Detergencia de la imagen central
Las encuestas de alcance federal de CB Consultora coinciden en reportar un desgaste sostenido en la imagen del Poder Ejecutivo nacional, una tendencia al declive que se valida localmente con el alto porcentaje de misioneros informados que decidió confluir en las calles de la provincia.

Imagen

Diputado nacional Oscar Herrera Ahuad (Innovación Federal/Encuentro Misionero -ex Renovación-) en la marcha universitaria de CABA. En la marcha realizada en Misiones no se vio a legisladores.

El que se distrae pierde
La masiva movilización universitaria generó un impacto directo en el escenario político de Misiones, obligando a los dirigentes provinciales y municipales a recalibrar sus estrategias frente a un reclamo social de alta adhesión

Impacto en la gestión de Encuentro Misionero (ex Frente Renovador de la Concordia)
Históricamente pendular frente a la Casa Rosada, el oficialismo provincial liderado por Carlos Rovira optó por una postura de equilibrio prudente.

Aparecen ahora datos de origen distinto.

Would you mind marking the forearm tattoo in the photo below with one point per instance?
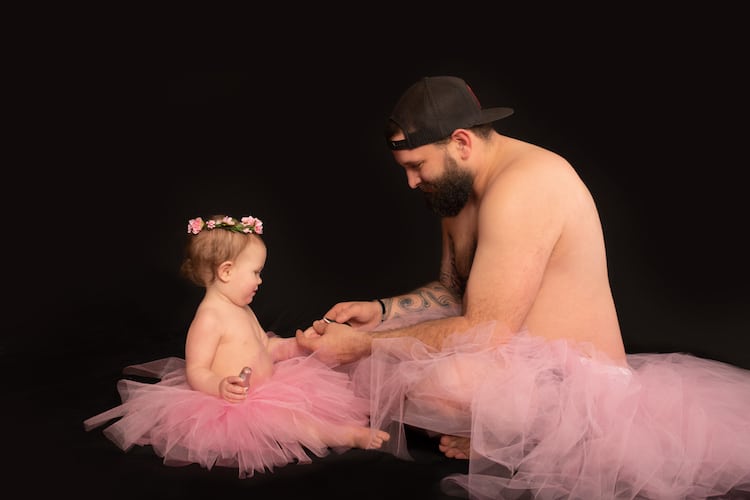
(421, 299)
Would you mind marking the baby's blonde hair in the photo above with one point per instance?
(205, 251)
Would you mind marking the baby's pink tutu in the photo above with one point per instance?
(270, 428)
(550, 418)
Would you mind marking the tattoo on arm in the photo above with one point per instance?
(429, 296)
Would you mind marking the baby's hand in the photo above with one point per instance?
(233, 388)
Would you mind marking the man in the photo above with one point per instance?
(522, 240)
(515, 357)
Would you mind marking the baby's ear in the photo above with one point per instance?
(224, 271)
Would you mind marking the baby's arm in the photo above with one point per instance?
(200, 348)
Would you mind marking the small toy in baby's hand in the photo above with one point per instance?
(329, 321)
(245, 376)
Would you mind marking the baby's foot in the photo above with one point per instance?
(455, 446)
(369, 439)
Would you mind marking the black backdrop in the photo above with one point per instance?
(142, 136)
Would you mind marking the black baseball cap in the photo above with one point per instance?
(432, 108)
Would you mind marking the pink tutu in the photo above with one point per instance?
(550, 418)
(272, 427)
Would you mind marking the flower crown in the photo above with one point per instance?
(244, 225)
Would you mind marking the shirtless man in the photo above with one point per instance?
(522, 243)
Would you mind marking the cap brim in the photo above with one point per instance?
(490, 115)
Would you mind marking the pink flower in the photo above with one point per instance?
(195, 225)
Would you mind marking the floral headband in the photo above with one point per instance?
(244, 225)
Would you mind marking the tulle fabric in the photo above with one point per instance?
(555, 420)
(274, 426)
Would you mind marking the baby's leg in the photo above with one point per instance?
(353, 436)
(455, 446)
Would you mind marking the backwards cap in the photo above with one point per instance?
(435, 106)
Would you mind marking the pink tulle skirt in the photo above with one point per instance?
(548, 418)
(274, 426)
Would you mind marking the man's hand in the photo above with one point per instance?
(334, 343)
(362, 315)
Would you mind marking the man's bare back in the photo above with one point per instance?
(563, 272)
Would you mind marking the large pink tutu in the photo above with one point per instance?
(272, 427)
(553, 419)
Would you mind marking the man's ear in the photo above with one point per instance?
(462, 139)
(224, 271)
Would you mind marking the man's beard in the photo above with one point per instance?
(450, 192)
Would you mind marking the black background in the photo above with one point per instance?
(124, 134)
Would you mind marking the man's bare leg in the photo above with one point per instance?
(455, 446)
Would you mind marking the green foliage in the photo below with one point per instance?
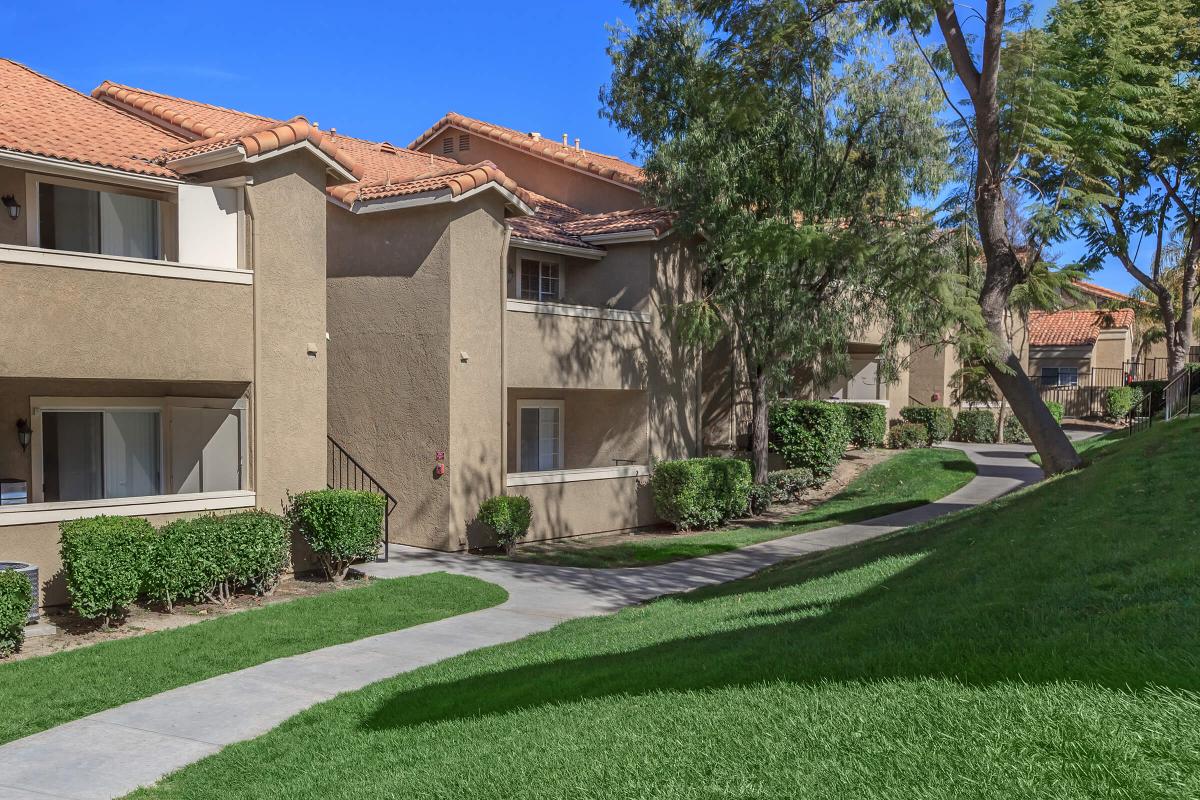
(1119, 401)
(810, 434)
(16, 597)
(868, 423)
(105, 560)
(1014, 432)
(508, 516)
(211, 557)
(939, 421)
(341, 525)
(906, 435)
(976, 425)
(695, 493)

Mientras sus legisladores nacionales negocian partidas clave en Buenos Aires (y uno de ellos se mostró en la marcha de CABA), la dirigencia local evitó confrontar abiertamente con la marcha debido al fuerte arraigo territorial de la Universidad Nacional de Misiones (UNaM), priorizando la contención social en un contexto donde el descontento universitario se unifica con otras demandas salariales regionales.

Los intendentes
Para el intendente de Posadas, Leonardo Stelatto, y jefes comunales de sedes universitarias como Oberá y Eldorado, la marcha representó un desafío de gobernabilidad. La masividad de las columnas obligó a los municipios a facilitar la logística y seguridad de las protestas pacíficas, buscando no quedar asociados al discurso de «ajuste» del Gobierno nacional, pero sin romper puentes institucionales con el Ministerio de Capital Humano.

Capitalización de la oposición
El Partido Justicialista (PJ) Misiones, encabezado por su presidente Christian Humada, el PC, el Partido Socialista, el Partido Agrario y movimientos estudiantiles alineados, lograron adherir de forma orgánica e institucional a la convocatoria. Al confluir en las calles, consiguieron canalizar ese 70% de disconformidad social y transformarlo en una plataforma de visibilidad política frente al desgaste de las opciones oficialistas y de La Libertad Avanza en la provincia.

Un punto de inflexión en el mapa político misionero
La masiva movilización en Misiones y los datos revelados por la consultora MRVT demuestran que la defensa de la universidad pública ha dejado de ser un reclamo estrictamente sectorial para transformarse en un catalizador del escenario político provincial. La coincidencia matemática exacta entre el 70% de apoyo a la marcha y el deseo de un cambio de gobierno expone con claridad que el conflicto educativo se ha consolidado como el principal canalizador del descontento social hacia la gestión nacional.

Para Misiones, una provincia fronteriza donde la educación superior pública actúa como el motor central del desarrollo técnico, productivo e industrial, el desfinanciamiento universitario hiere una fibra estratégica profunda. Los datos indican que la ciudadanía no es indiferente: está informada, es consciente de la crisis presupuestaria y ha comenzado a utilizar el espacio público para marcarle un límite nítido a las políticas de ajuste de la Casa Rosada.

De cara al futuro inmediato, este escenario plantea un desafío complejo para el oficialismo provincial de Encuentro Misionero, obligado a abandonar la neutralidad táctica frente a una base electoral local que exige posturas más firmes.

La marcha universitaria en Misiones no solo encendió las alarmas en el ámbito académico, sino que ha fijado un nuevo termómetro político, uniendo la identidad misionera con la resistencia federal.